🤖 AI Summary
To address the critical shortage of chip design talent and the misalignment between academia and industry, this paper introduces the first end-to-end open-source RISC-V microcontroller platform explicitly designed for teaching and innovation. Built upon the CVE2 dual-core implementation supporting the RV32I(EMC) instruction set, the platform enables students to define custom ISA extensions. It integrates an open-source EDA toolchain, the IHP 130 nm open-process node, and an OS synthesis flow—spanning RTL design, synthesis, place-and-route, and tapeout. Its novel, extensible, education-oriented architecture allowed two students to complete the fabrication and functional validation of the MLEM chip within eight weeks. Deployed in ETH Zurich’s VLSI course in Spring 2025, it enabled 80 students to perform 40 ASIC floorplans and 5 SoC tapeouts.

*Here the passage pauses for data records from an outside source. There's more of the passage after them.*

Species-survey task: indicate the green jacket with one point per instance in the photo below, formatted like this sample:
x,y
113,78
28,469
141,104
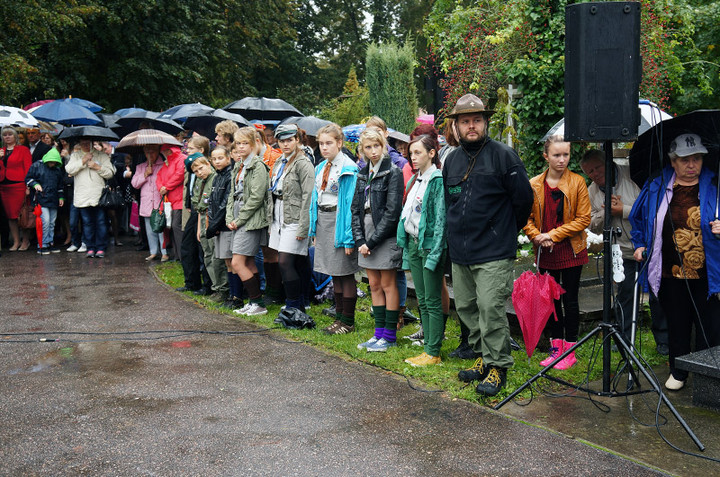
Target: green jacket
x,y
432,228
298,187
256,211
201,192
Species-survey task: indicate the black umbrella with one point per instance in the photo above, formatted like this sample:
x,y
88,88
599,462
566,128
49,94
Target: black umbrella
x,y
181,112
146,120
649,153
94,133
310,124
263,109
204,123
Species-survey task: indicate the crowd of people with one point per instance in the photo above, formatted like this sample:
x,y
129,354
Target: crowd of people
x,y
256,211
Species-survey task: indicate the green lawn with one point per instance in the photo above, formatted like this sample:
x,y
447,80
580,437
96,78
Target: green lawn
x,y
442,377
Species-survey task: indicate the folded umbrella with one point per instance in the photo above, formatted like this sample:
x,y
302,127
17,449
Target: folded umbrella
x,y
533,298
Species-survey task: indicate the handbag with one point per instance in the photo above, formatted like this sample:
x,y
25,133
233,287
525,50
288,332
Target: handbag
x,y
157,220
26,218
111,198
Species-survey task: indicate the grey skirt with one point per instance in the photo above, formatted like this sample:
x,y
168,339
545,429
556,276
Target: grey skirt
x,y
385,256
223,245
248,242
328,259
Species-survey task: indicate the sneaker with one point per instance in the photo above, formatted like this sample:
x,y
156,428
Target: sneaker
x,y
338,328
367,343
424,360
493,382
674,384
255,310
242,310
381,346
417,336
477,372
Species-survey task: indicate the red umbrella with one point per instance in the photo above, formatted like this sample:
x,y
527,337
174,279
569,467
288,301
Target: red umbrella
x,y
37,212
533,298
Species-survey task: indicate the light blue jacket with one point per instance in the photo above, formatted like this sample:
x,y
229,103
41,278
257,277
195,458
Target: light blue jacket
x,y
343,224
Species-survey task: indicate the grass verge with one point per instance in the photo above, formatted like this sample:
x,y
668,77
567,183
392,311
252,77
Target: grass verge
x,y
443,377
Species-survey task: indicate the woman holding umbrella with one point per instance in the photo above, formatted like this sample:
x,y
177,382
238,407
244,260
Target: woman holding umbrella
x,y
16,161
675,227
90,169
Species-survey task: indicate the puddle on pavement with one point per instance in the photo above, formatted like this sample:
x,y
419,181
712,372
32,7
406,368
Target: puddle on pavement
x,y
107,356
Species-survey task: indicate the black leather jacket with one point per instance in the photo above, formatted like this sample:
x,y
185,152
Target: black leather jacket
x,y
217,201
386,191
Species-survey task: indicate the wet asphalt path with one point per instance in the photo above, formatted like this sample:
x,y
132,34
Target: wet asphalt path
x,y
250,404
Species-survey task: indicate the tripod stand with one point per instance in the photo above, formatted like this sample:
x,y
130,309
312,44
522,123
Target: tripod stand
x,y
609,330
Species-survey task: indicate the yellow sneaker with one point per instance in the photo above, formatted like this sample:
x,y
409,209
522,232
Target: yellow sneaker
x,y
424,360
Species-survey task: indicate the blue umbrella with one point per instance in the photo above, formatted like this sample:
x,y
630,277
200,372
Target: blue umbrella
x,y
352,132
86,104
66,112
183,111
126,111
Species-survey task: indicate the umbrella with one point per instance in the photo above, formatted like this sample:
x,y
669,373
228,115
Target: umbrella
x,y
37,104
15,116
649,153
66,112
532,296
125,111
204,123
133,121
650,115
37,212
147,137
95,133
46,127
182,111
263,108
426,119
310,124
86,104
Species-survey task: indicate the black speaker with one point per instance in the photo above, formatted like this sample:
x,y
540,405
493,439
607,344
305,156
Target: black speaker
x,y
602,71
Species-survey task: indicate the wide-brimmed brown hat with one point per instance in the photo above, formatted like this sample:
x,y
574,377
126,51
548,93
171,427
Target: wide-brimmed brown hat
x,y
469,104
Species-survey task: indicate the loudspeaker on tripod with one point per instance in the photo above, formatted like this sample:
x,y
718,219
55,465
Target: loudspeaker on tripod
x,y
603,70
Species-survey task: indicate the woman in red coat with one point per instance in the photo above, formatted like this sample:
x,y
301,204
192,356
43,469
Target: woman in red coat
x,y
170,180
16,160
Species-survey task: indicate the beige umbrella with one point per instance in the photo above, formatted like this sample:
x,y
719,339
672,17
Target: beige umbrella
x,y
147,137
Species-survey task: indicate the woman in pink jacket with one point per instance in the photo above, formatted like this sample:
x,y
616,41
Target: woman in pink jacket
x,y
145,179
170,185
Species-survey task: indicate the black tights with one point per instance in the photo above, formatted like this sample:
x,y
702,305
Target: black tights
x,y
295,272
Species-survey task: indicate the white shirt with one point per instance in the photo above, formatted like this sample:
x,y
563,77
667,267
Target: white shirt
x,y
414,202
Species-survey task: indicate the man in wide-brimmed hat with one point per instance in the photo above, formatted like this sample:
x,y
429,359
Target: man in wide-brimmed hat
x,y
488,198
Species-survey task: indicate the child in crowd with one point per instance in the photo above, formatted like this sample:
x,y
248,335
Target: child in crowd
x,y
205,174
421,233
46,178
292,188
331,225
376,209
248,215
556,227
216,226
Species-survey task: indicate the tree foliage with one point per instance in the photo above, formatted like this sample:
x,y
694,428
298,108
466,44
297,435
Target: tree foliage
x,y
391,84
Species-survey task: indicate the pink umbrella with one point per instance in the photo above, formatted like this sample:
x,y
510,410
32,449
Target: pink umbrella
x,y
426,119
533,298
37,103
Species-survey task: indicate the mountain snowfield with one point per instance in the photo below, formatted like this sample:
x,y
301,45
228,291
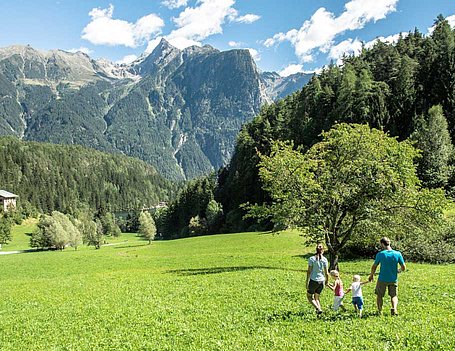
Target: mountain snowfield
x,y
179,110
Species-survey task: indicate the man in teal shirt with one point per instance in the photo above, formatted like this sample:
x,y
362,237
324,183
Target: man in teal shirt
x,y
389,260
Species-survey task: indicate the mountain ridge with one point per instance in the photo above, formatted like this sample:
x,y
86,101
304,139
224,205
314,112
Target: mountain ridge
x,y
179,110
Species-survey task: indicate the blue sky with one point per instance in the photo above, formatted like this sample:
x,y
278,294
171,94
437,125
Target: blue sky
x,y
283,35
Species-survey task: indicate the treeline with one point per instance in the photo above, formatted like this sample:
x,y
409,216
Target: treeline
x,y
49,177
406,88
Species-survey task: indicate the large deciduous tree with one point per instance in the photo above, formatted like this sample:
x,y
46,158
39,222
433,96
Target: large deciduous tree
x,y
355,180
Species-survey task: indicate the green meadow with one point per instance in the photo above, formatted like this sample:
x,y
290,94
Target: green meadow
x,y
222,292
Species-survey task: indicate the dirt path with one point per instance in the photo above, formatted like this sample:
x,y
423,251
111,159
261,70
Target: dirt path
x,y
34,250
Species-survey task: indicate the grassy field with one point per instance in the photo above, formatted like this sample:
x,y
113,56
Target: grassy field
x,y
222,292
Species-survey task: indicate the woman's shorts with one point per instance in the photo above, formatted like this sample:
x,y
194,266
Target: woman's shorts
x,y
358,301
315,287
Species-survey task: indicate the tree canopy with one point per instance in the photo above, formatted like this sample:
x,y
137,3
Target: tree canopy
x,y
356,179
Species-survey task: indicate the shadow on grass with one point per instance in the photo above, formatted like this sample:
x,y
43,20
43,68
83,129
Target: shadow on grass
x,y
218,270
129,246
327,316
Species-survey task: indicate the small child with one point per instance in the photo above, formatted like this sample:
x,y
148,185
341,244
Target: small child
x,y
357,297
337,288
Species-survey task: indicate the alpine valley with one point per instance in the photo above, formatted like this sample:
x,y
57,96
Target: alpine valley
x,y
178,110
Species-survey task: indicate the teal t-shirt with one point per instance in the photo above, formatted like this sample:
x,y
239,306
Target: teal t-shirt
x,y
388,259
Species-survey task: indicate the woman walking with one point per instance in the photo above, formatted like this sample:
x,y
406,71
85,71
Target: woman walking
x,y
317,277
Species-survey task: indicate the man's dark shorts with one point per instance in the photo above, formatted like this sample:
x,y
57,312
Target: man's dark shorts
x,y
382,286
315,287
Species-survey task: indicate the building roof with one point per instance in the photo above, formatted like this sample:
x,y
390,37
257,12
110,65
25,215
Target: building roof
x,y
4,193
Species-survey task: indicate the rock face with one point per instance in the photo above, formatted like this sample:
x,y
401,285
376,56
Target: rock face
x,y
179,110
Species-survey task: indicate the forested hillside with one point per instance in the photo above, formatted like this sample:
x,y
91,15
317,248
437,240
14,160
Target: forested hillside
x,y
392,87
178,110
59,177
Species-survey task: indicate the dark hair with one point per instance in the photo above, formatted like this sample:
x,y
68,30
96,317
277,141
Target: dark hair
x,y
385,240
319,252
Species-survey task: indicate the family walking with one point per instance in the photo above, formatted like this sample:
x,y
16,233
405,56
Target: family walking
x,y
318,277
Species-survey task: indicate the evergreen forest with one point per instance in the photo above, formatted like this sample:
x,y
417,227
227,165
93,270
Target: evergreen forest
x,y
406,89
65,178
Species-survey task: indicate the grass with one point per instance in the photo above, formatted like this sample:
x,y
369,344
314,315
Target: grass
x,y
222,292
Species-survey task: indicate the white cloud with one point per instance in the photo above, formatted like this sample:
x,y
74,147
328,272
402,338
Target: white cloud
x,y
104,30
450,19
127,59
182,43
198,23
234,44
346,47
291,69
81,49
207,18
321,29
390,39
174,4
254,54
152,44
248,18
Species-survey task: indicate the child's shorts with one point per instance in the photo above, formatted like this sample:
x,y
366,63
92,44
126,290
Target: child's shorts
x,y
358,301
337,302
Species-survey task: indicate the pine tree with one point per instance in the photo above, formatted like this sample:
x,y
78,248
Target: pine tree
x,y
147,227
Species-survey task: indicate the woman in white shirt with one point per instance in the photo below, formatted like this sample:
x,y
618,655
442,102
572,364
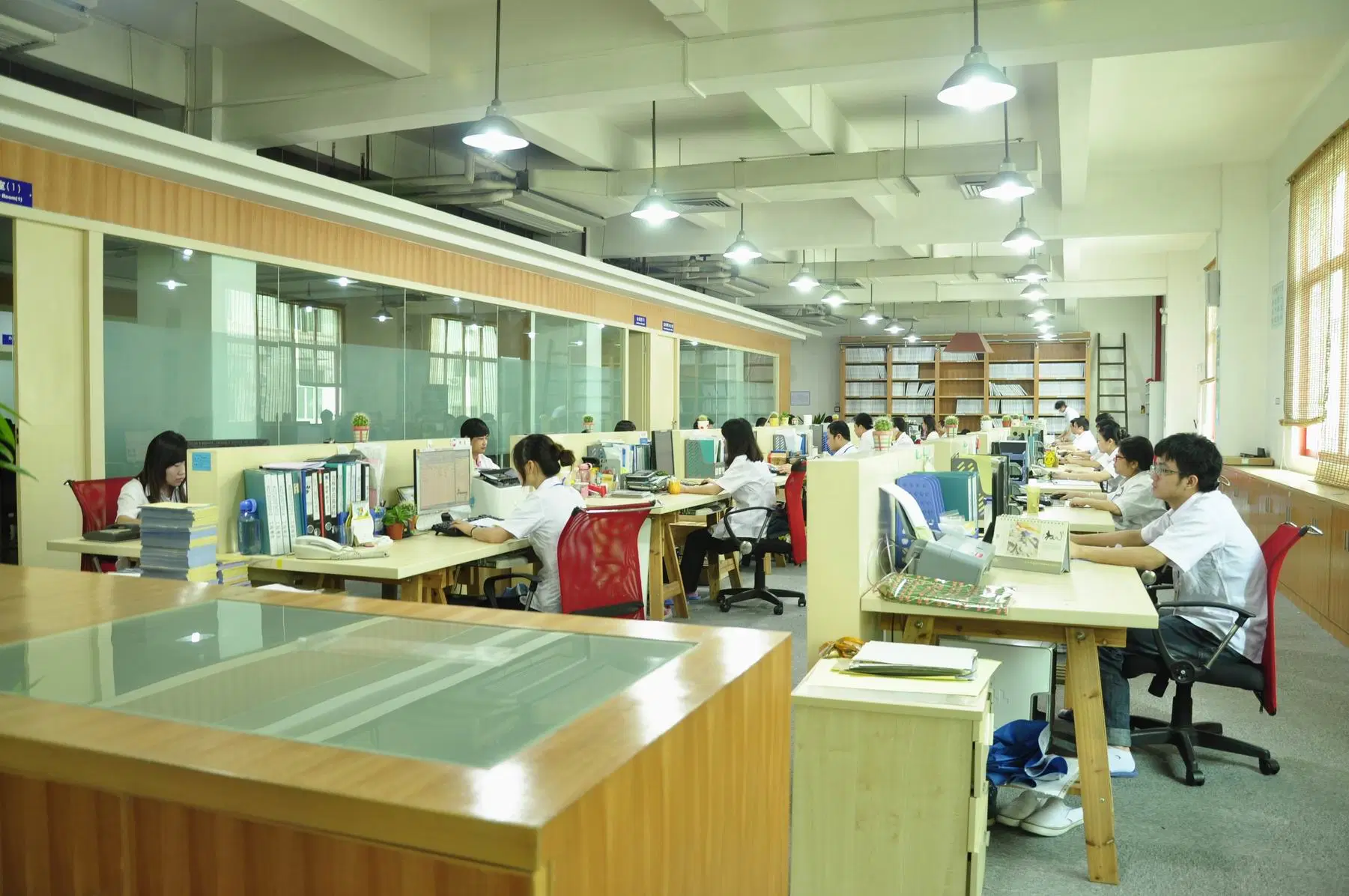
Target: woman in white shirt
x,y
1131,501
540,517
478,434
749,481
163,476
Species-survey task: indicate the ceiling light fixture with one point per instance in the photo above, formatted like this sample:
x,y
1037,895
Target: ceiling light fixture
x,y
742,251
1031,273
494,133
655,208
1022,239
804,279
977,84
1008,184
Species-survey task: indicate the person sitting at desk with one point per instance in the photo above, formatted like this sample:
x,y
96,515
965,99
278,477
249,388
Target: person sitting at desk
x,y
749,482
1100,467
540,517
476,432
1216,559
1131,501
163,476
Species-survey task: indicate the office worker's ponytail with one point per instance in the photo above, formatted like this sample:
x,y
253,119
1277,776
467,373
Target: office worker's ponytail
x,y
545,452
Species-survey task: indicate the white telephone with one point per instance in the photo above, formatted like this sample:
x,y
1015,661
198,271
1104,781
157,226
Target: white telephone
x,y
316,548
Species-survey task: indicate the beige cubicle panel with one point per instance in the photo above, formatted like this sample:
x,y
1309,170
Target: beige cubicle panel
x,y
843,533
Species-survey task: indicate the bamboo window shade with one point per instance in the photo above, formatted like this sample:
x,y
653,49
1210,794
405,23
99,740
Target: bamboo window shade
x,y
1315,377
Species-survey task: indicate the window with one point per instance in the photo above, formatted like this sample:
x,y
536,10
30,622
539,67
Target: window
x,y
1315,369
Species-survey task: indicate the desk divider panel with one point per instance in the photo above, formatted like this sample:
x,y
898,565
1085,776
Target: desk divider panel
x,y
843,528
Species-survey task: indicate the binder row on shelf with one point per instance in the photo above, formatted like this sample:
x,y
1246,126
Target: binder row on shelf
x,y
1020,370
305,501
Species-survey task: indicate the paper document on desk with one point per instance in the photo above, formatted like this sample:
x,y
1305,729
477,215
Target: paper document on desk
x,y
914,660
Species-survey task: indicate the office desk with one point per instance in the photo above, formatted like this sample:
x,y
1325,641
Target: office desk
x,y
321,744
1088,608
1081,518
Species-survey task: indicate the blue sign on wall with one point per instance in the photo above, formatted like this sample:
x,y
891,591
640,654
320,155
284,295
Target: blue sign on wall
x,y
15,192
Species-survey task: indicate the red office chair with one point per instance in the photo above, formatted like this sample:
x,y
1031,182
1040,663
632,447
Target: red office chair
x,y
599,567
97,500
766,544
1261,679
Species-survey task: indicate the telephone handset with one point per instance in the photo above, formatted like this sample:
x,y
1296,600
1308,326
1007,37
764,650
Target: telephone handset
x,y
316,548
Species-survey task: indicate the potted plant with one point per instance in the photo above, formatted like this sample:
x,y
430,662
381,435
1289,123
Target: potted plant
x,y
359,427
398,517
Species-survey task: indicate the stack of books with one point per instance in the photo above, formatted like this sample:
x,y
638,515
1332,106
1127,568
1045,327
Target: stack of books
x,y
178,542
231,569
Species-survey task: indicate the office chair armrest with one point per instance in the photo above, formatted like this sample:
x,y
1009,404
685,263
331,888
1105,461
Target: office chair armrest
x,y
506,577
1243,616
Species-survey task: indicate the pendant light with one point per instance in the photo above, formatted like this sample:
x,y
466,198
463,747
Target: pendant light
x,y
835,296
872,316
655,210
1022,239
804,279
1008,184
742,251
1031,273
977,85
494,133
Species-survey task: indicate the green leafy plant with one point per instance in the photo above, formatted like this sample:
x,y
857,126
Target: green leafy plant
x,y
8,444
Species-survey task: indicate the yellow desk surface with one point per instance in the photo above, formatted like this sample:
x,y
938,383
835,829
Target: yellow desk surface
x,y
101,548
1081,518
1091,594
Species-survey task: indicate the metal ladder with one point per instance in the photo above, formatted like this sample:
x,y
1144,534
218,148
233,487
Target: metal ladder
x,y
1112,392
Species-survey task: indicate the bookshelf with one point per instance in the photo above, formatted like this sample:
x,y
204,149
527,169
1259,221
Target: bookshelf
x,y
1022,374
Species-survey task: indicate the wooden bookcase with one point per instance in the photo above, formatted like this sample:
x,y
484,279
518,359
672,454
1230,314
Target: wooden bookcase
x,y
879,375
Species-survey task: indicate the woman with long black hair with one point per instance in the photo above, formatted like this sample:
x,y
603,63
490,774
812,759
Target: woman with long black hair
x,y
749,482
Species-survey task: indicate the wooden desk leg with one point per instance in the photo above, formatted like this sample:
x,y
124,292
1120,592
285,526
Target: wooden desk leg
x,y
1084,683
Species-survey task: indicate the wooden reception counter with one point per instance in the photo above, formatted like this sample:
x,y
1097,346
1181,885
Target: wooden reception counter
x,y
185,739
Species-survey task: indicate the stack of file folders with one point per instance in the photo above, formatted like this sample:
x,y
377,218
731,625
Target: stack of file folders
x,y
178,542
914,660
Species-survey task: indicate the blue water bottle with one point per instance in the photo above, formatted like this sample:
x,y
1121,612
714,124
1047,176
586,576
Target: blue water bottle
x,y
250,529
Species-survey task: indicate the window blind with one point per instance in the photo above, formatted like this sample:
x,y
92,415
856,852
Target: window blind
x,y
1315,377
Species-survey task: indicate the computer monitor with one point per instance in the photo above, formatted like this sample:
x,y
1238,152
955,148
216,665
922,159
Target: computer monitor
x,y
663,451
441,479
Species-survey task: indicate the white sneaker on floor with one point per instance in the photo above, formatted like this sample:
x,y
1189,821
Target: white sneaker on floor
x,y
1121,763
1052,820
1020,808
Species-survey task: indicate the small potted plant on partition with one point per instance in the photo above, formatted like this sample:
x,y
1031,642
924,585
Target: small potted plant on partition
x,y
884,429
359,427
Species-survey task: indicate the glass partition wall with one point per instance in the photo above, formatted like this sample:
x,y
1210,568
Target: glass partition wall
x,y
724,384
223,348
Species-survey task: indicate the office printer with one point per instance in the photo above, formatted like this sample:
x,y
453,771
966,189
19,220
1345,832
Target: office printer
x,y
495,493
953,557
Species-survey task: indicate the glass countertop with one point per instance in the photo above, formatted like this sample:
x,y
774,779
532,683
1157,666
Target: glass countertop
x,y
432,690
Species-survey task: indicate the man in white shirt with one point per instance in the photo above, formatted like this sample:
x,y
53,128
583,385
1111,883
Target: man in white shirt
x,y
862,427
1216,559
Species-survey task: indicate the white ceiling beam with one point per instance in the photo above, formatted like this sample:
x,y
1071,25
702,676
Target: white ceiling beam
x,y
754,175
1074,92
825,52
583,138
697,18
390,35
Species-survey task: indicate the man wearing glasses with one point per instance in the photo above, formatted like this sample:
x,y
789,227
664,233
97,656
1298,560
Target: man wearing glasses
x,y
1216,559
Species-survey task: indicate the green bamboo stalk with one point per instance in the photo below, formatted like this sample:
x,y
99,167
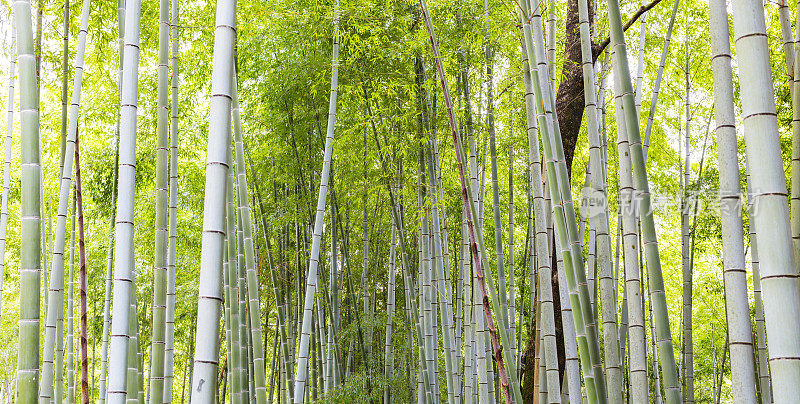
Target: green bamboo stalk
x,y
56,288
244,318
111,237
794,75
789,55
445,309
765,390
249,255
124,251
508,379
70,399
544,300
390,295
235,394
7,169
687,350
232,298
567,230
657,86
301,370
657,292
217,168
83,280
30,180
133,359
777,265
158,325
172,213
598,212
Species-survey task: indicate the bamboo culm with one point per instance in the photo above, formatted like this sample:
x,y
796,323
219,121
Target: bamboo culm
x,y
777,265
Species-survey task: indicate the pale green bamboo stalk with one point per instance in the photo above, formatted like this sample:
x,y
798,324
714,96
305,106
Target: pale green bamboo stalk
x,y
239,268
172,213
633,310
206,353
565,223
508,379
390,295
542,249
659,76
598,211
249,255
132,371
111,237
234,394
777,265
498,229
56,287
7,168
764,385
687,350
445,309
657,292
789,55
512,310
158,325
70,399
124,249
232,299
30,222
794,76
301,370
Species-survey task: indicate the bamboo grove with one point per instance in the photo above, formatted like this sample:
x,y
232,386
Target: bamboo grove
x,y
533,201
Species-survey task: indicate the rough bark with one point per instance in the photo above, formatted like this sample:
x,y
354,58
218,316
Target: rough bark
x,y
569,108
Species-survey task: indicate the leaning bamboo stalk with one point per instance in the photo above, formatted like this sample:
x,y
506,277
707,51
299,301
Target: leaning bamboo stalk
x,y
124,250
390,294
598,211
660,75
232,299
249,255
657,292
765,391
794,76
158,325
55,292
301,370
771,218
206,353
687,350
169,339
633,310
83,281
70,399
542,247
564,211
6,171
789,55
444,290
111,237
30,222
508,380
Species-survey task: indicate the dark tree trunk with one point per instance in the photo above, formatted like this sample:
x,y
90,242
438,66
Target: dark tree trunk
x,y
569,110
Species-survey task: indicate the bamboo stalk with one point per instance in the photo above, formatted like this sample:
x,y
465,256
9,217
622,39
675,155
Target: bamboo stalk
x,y
83,281
172,213
111,237
206,353
301,370
657,292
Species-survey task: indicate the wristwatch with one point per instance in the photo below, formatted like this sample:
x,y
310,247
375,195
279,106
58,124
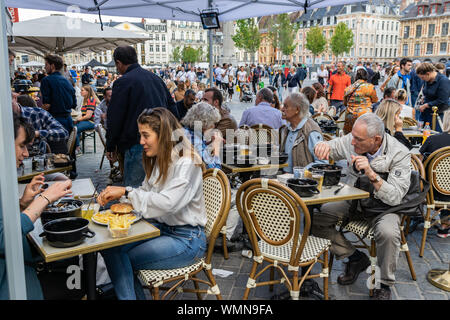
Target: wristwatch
x,y
128,190
377,179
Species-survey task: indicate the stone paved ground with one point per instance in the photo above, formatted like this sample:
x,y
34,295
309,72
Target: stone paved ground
x,y
232,288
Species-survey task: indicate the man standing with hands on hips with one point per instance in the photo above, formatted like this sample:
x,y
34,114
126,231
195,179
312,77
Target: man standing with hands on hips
x,y
136,90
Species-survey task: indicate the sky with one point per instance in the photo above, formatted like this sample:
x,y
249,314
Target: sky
x,y
28,14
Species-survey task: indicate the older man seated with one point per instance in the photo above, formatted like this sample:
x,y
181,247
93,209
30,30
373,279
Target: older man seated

The accompanying textbook is openly licensed under the Creative Commons (CC) protocol.
📝 Abstract
Ensuring a continuous and growing influx of skilled chip designers and a smooth path from education to innovation are key goals for several national and international"Chips Acts". Silicon democratization can greatly benefit from end-to-end (from silicon technology to software) free and open-source (OS) platforms. We present Croc, an extensible RISC-V microcontroller platform explicitly targeted at hands-on teaching and innovation. Croc features a streamlined OS synthesis and an end-to-end OS implementation flow, ensuring full, unconstrained access to the design, the design automation tools, and the implementation technology. Croc uses the industry-proven, open-source CVE2 core, implementing the RV32I(EMC) instruction set architecture (ISA), enabling students to define and implement their own ISA extensions. MLEM, a tapeout of Croc in IHP's open 130 nm node completed in eight weeks by a team of just two students, demonstrates the platform's viability for hands-on teaching in schools, universities, or even on a self-education path. In spring 2025, ETH Zurich will utilize Croc for its curricular VLSI class, involving up to 80 students, producing up to 40 OS application-specific integrated circuit layouts, and completing up to five student-led system-on-chip tapeouts. The lecture notes and exercises are already available under a Creative Commons license.